A. Well, it’s like birth. I call the developmental period the incubation. When the baby was born in November 1942, the full momentum was there and it was then a matter of our monthly editorial service, building paid subscriptions. I don’t think we had any developmental expenses after November 1942.
Q. Have you any way of knowing how much of the total cost of developing the magazine contributed to those years, 1940, ’41 and ’42?
A. Well, Mr. Reinhart, you have many intangibles. The developmental work of our publications is quite different with the experience in the consumer field. In the consumer field you can get an idea for a pulp magazine and you can publish it in a few weeks, but I believe our major expense was the many, many years’ experience we had of knowing what to do and how to spend our dollars more efficiently. I would say possibly 50, 60 per cent.
Q. During those three years?
A. Ves, sir.

Clements further testified that he was “afraid to hazard a guess” as to what degree the reputations and experience of himself and Caldwell were encompassed in the development work on Electronic Industries and that he “could only hazard a guess” as to how much the income derived from Electronic Industries in 1943 was the result of prior development work.

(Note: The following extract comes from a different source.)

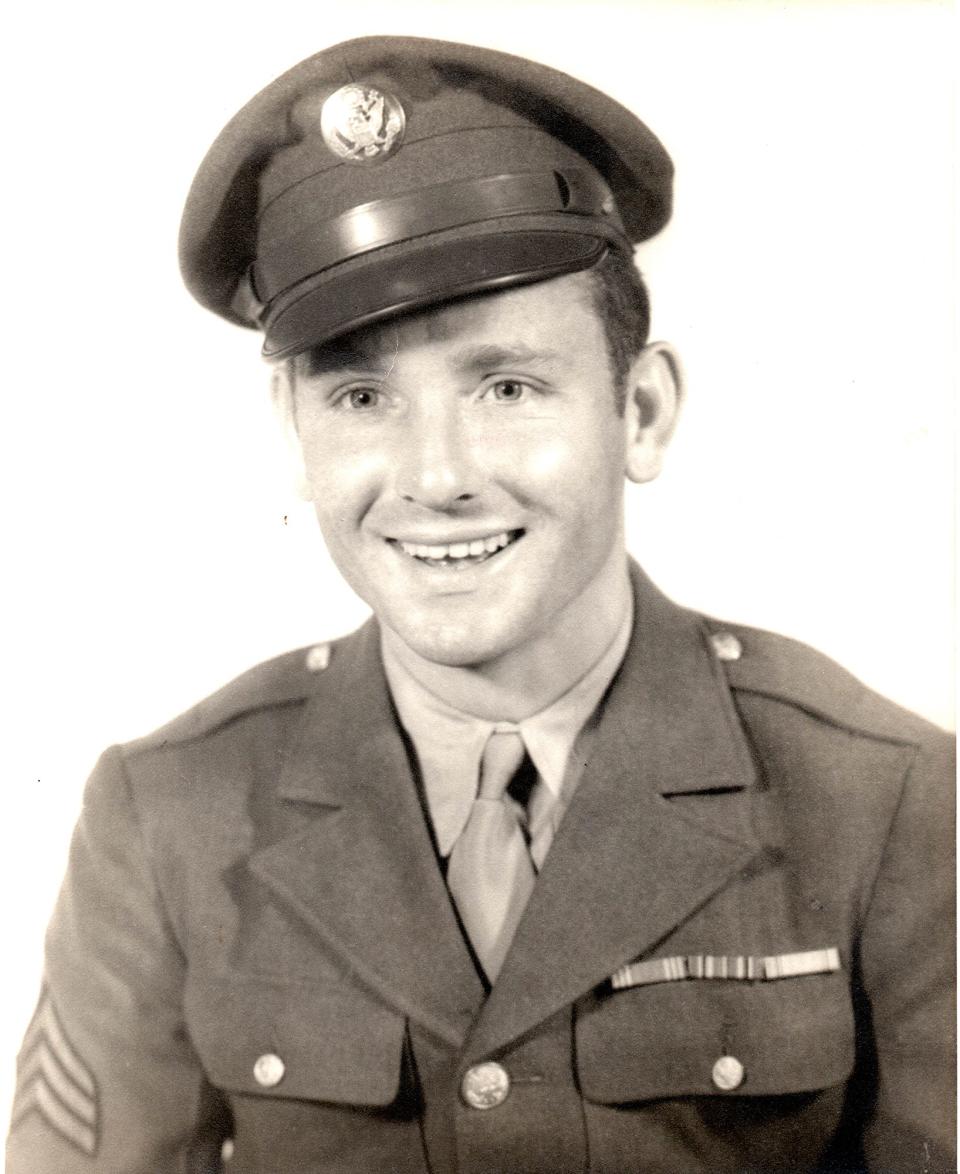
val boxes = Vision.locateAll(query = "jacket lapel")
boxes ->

It is apparent from Clements’s testimony- that he had no clear understanding of what constituted research and development expenditures in connection with the preparatory work on the magazine as distinguished from those which should be classed as promotional or management, salesmanship, or goodwill. His testimony consisted entirely of a number of uncorroborated generalized statements admittedly based largely, if not completely, on guesswork. It amounted to nothing more than an expression of opinion lacking any basis in the evidence, and we cannot accept it as satisfactory evidence of the proportions in which any development expenses are attributable to years prior to 1943. See Pabst Air Conditioning Corporation, 14 T. C. 427. We have no knowledge of the specific items or amounts considered by Clements in “guessing” at the percentages of development work attributed by him to these years and we cannot, on this record, make the findings of fact as to such percentages required for an allocation to each of the prior years of any net abnormal income which the petitioner might have derived in 1943. Crowell-Collier Publishing Co., 25 T. C. 1268. Thus, even if the petitioner successfully cleared all other hurdles, it cannot succeed absent a basis upon which we can allocate any net abnormal income for 1943 to the prior years, Atlumor Manufacturing Co., 12 T. C. 949, and relief under section 721 must be denied.

Reviewed by the Special Division.

Decision will be entered for the respondent.

SEC. 721 (a) (2) (C).

Income resulting from exploration, discovery, prospecting, research, or development of tangible property, patents, formulae, or processes, or any combination of the foregoing, extending over a period of more than 12 months; * * *

The classification of income of any class not described in subparagraphs (A) to (IT), inclusive, shall be subject to regulations prescribed by the Commissioner -with the approval of the Secretary.